Should you require a metronome, this can be selected and adjusted after you have pressed the Record button but before you press Play, which starts the recording. At the end of the recording, you press Reset to return to the beginning, or Forward or Back to go to any other part of your recorded passage. A pedal can be used to operate the Play/Stop functions if you want to get your hands ready on the keys. There is also a Repeat function (an excellent idea) that enables you to repeat the piece you have recorded indefinitely, or alternatively to mark any part of your recording to be repeated: up to two repeat marks may be used in any recording. In this latter case, the Reset button takes you back to the previous repeat mark, or to the beginning.
The keyboard is live during playback, enabling you to play duets. If you switch the recorder off the recording is lost, so Roland supply an interface that connects via a couple of jack sockets on the back of the recorder and lets you dump the contents of the memory to cassette. The Play, Record and Reset buttons double as Save, Load and Verify respectively and the entire contents of the memory - not part - may be shuttled to or from cassette tape. This of course means that you can build a repertoire of recorded material - say one half of your favourite duets - and the play them back while performing the other half 'live'.
Auntie Maud would be really impressed!
As a complete system, the HP400 (or 300), PB300 and PR800 chat away to each other along the MIDI bus and seem to get along fine.
Personally I found the rhythm unit both limited and limiting, and would very much rather use another (programmable) Roland rhythm unit, even though this would probably work out more expensive.

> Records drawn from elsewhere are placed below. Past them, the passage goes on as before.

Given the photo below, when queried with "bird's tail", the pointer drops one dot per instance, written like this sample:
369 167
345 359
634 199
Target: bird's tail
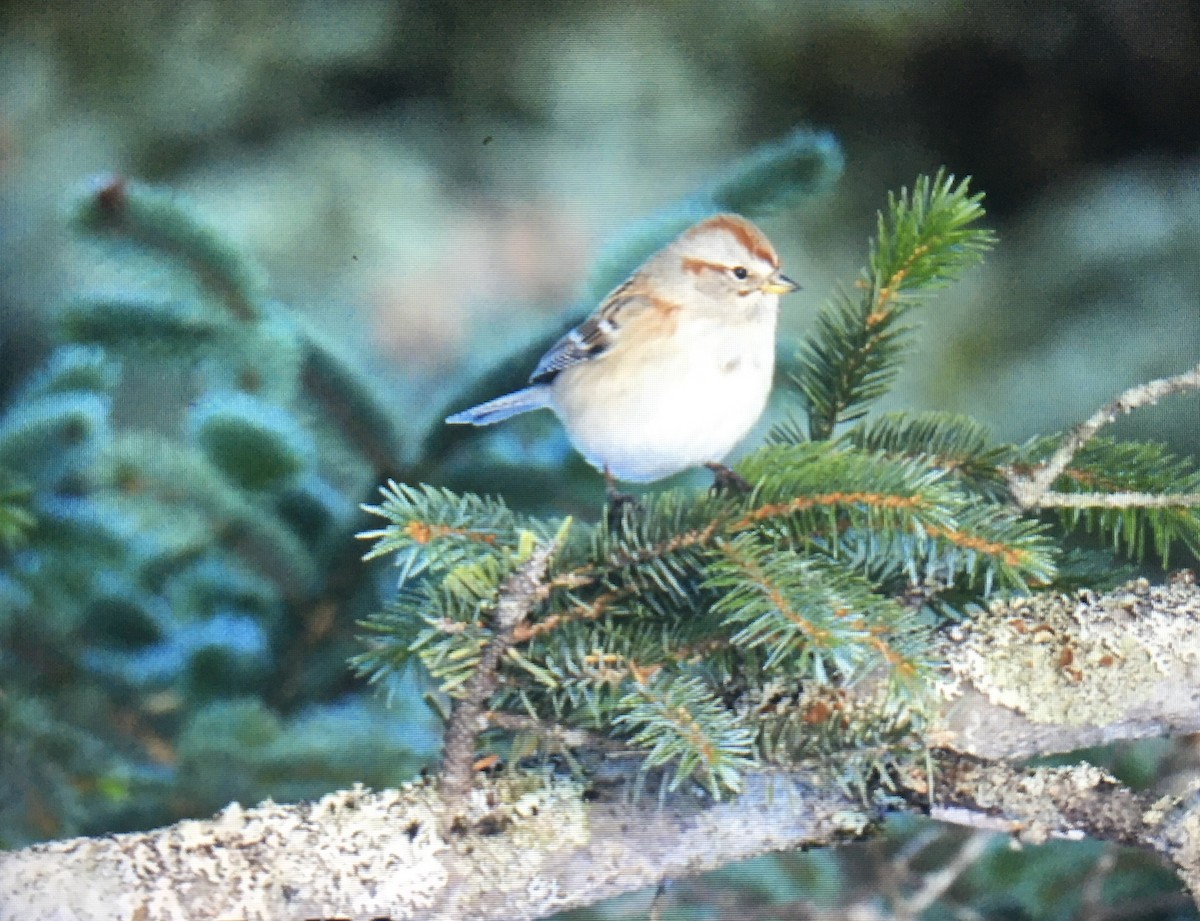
497 410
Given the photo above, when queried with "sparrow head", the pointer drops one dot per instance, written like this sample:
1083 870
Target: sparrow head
727 260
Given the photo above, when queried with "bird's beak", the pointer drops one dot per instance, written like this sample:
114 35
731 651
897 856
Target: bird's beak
780 283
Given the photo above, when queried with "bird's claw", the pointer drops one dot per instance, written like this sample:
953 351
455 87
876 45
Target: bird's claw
727 481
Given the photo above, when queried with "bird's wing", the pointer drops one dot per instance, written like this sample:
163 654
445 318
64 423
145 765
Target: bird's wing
593 337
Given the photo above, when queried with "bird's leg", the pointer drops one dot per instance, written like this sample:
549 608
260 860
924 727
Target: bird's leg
726 480
618 501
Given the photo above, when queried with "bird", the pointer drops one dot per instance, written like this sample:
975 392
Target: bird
673 368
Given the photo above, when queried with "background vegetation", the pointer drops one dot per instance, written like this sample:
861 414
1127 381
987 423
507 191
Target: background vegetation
429 185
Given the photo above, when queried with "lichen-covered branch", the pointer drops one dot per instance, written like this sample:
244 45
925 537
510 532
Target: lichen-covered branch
1053 673
1035 491
1030 676
517 596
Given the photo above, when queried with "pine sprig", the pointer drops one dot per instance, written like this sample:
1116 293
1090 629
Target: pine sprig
678 720
430 527
924 240
1109 468
809 616
953 443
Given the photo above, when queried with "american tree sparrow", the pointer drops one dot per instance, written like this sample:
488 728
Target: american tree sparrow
676 363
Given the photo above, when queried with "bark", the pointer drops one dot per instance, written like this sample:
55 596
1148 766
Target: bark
1035 676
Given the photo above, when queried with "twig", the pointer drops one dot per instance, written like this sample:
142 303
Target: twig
564 735
1117 500
936 884
519 594
1029 492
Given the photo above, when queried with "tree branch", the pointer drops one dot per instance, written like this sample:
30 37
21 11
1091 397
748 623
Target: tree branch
1029 676
517 596
1030 492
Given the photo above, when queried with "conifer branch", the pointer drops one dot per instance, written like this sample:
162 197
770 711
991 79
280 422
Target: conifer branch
924 240
1030 489
519 594
1053 499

Having said that, this is not really the sort of set-up you can take out to gig with since it's really designed as a piano system for the domestic player, and in this context the rhythm unit is up to scratch, while the piano touch doesn't have to be too realistic I suppose.
Certainly, the recorder is an excellent unit and makes the Piano Plus system well worth looking at as well as being excellent value for money in its own right.